[December 27, 1997]

Dear Editor,

I am writing to thank you for making Stabroek News available to us on the internet. May I also congratulate you on the wisdom of your editorials and the quality of your paper's reporting.

I want to add support to the exhortation of the Guyana Human Rights Association which you published on Dec. 22 under the headline `Political Solution to Racial Vulnerability Needed'.

Earlier this year, I spent time in conversation with Guyanese about what might be done to heal the divisions in our society and make Guyana a more harmonious place in which to live. Among the many thoughtful and concerned replies, one came with great frequency. It was "the politicians have got us here. It is their responsibility to get us out." This is a plea to their vision and imagination. How long will they continue to ignore it?

Whatever noises our political leaders make about the multiracial nature of their approaches, politics in Guyana, in the public mind, is about what racial group will control the resources of the state and its distributions. This is neither democracy nor good governance. It is prize fighting and it has within it all the ingredients for disaster.

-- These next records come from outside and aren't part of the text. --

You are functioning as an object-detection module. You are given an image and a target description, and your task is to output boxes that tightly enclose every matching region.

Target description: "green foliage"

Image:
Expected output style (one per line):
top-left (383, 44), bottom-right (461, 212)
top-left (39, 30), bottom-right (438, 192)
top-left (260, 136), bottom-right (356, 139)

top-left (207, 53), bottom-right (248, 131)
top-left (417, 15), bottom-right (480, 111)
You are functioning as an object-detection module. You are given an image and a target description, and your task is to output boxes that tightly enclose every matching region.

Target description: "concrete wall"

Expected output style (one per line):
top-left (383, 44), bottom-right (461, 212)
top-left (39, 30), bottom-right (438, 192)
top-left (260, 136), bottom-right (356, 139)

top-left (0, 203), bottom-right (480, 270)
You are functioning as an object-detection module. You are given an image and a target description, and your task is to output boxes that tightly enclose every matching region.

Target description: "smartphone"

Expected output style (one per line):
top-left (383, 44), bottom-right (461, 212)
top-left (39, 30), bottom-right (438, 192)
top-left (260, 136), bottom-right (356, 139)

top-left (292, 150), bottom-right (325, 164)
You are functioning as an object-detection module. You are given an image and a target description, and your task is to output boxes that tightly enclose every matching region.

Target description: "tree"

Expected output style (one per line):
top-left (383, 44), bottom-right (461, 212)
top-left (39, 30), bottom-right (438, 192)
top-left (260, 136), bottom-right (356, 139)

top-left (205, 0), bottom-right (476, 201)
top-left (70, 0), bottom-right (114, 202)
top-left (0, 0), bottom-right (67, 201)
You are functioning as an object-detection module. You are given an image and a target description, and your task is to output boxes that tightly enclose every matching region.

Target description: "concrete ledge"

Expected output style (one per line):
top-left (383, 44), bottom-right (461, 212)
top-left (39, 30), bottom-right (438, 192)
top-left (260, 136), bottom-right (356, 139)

When all the heat and passion is stripped away, all of us, whatever our group loyalties, have certain fundamental needs which have to be satisfied if peaceful living is to become widespread. The alternative is conflict.

We all have an overwhelming need for security. Without it, mistrust, suspicion and fear become widespread. It is one of the compelling reasons why we vote the way we do. Our kind holds out the greatest posibility for that security. This herd instinct will continue to dominate until our leaders recognise their duty to devise instructions and practices which encourage cooperation and collaboration instead of bear-baiting and sabotage.

Closely related to security is the human need to participate in those important decisions which affect our lives either directly or through our chosen representatives. Without it we feel rejects in our own land. Exclusion means total opposition and a continuous struggle to regain control. We also need to have our identity recognised and respected. This is our dignity and self worth.

In a multiracial society we tamper with it at our peril. Finally, and as vital as the others, is a need for distributive justice. Prosperity for the few and deprivation for the many simply will not do as social policy.

The foregoing are some of the principles which any serious attempt at solving the problems of Guyana will have to consider. None of this is new. Since the 1960's, the Guyanese intelligentsia have, in effect, been saying the same things in their New World publications. In his 1965 Whidden Lectures, Professor Arthur Lewis was emphatic about the need for participation and recognition of identity in the post-colonial process of nation-building. He argued that in a plural society the practice of party politics on the notion of winner takes all is a violation of the primary of democracy. To exclude losing groups from participation is not only immoral; "it is destructive of any prospects of building a nation in which different peoples might live together in harmony." The zero-sum nature of the two party political system is essentially the politics of class societies. It is bad for the plural society. Good political instructions for these societies have to be thought "through from the foundation up."

In an interview with Andrew Salkey in 1970 Walter Rodney admitted the existence of ill-will and suspicion between the African and East Indian sections of the population. He argued that simultaneous power sharing and ethnic development were twin approaches to the social development which are embedded in socialism. The ethnic groups must assert their identity, "must be built up, made conscious of their own potential, their own dignity, their own power as people, as Guyanese." At the national level the groups must be employed in building the nation through institutions which shared power and responsibility and worked towards publicly stated aims. He saw no contradiction between ethnic group development and the wider development of the society.

In Ethnic Conflict and Development: The Case of Guyana (1995) Ralph Premdas contended that unfettered participation in the social life of one's community is fundamental to the definition of identity and dignity for the individual. In Guyana, ethnic conflict has polarised communal life and reduced participation to a continuing struggle for domination between the groups. And so, "if development means liberation and freedom to grow in a healthy relationship with others, then ethnic conflict hampers, if not eliminates this avenue for personal growth."

In Revisiting Theories of Race and Class in the Caribbean (1992) Professor Clive Thomas was convinced that "Democracy confined to free and fair elections and ignoring ethnic security, and the needs and fears of the major racial groups would not be sustainable."

The point I am making here is that there exists both in Guyana and beyond a body of knowledge, expertise and approaches which can help us redefine our dilemma. I am not suggesting that any outsider can tell us what to do. Only Guyanese will resolve Guyana's problems. What they can do is help to facilitate the dialogue to nation-building - a process delayed for thirty one years while we played out in faithful detail the script bequeathed to us by our colonial masters. It is breathtaking arrogance for any one group to believe that they can do this on their own. The time has long come for us to throw away the old song sheet and extemporise melodies in our own idiom. Maybe, out of the present imbroglio will come enlightenment.